Diketahui, sejumlah konsumen bahkan telah melunasi pembayaran unit apartemen secara penuh. Proyek pembangunan apartemen Meikarta justru mangkrak dan tidak ada kejelasan dari pihak pengembang, dalam hal ini PT Mahkota Sentosa Abadi, yang merupakan anak perusahaan Lippo Group milik James Riady.
Baca Juga: Andre Rosiade Geram Pihak Meikarta Mangkir RDPU Komisi VI DPR
"Kalau kita beli cash (tunai) barangnya kita langsung ambil. Ini gimana bisa ketipu, ada hipnotis atau gimana kira-kira?" tutur Nyat Kadir lagi.
Anggota Komisi VI Daerah Pilih (Dapil) Jawa Barat VII Daeng Muhammad mengungkapkan ihwal transaksi unit Meikarta yang dilakukan dari salah satu konsumen cum korban Meikarta.
Sambil memegang dokumen transaksi tersebut, Daeng menuturkan terdapat bukti pembayaran penuh satu unit apartemen di Meikarta seharga Rp285 juta. Transaksi itu dilakukan korban pada tahun 2017 silam saat iklan Meikarta secara masif tersebar di berbagai media promosi.

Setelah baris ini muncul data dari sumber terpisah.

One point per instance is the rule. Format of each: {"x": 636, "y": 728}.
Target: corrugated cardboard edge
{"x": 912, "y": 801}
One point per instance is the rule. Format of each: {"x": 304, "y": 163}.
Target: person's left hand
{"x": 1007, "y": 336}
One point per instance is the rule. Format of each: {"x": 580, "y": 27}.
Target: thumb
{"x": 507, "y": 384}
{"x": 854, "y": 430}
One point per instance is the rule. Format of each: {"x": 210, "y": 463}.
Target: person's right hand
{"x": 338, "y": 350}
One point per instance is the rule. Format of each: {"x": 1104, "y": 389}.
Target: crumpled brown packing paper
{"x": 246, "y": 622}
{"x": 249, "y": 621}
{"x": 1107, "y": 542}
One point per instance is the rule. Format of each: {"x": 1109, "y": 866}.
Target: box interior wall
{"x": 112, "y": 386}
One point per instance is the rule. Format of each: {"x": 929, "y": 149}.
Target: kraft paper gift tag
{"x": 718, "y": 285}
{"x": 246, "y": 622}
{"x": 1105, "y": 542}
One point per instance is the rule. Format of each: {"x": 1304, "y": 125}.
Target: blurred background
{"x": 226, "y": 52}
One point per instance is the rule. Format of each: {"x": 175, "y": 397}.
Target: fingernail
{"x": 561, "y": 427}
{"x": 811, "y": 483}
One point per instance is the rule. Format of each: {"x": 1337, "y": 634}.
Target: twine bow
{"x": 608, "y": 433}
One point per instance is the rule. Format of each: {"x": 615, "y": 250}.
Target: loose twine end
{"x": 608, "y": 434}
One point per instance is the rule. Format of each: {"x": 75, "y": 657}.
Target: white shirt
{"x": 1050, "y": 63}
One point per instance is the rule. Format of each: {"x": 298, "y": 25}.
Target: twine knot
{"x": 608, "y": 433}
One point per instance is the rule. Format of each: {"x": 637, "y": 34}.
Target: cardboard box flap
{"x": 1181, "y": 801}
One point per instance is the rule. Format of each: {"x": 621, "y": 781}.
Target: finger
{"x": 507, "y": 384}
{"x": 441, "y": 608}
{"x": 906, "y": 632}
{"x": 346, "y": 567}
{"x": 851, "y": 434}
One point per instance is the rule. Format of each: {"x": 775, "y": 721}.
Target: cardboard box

Baca Juga: Mangkir, DPR Ingatkan Manajemen Meikarta Bisa Ditahan
Secara rinci, Daeng menjelaskan korban telah membayar uang muka (DP) sebesar Rp26 juta, biaya profesi Rp2 juta, dan pelunasan unit sebesar Rp257 juta.
"Tapi masalahnya orang sudah membayar dengan cash 2017 sampai hari ini belum jelas unitnya, artinya apa yang dilakukan Meikarta adalah penipuan terhadap konsumen," ucap Daeng dalam kesempatan yang sama.
Lebih lanjut, Daeng pun heran dengan gugatan yang belakangan dilayangkan oleh pihak Meikarta dan Bank Nobu kepada para konsumen Meikarta yang melakukan unjuk rasa. Seperti diketahui, korporasi itu melakukan gugatan perdata terhadap para konsumennya ke Pengadilan Negeri Jakarta Barat dengan nilai mencapai Rp56 miliar karena dianggap mencemarkan nama baik perusahaan.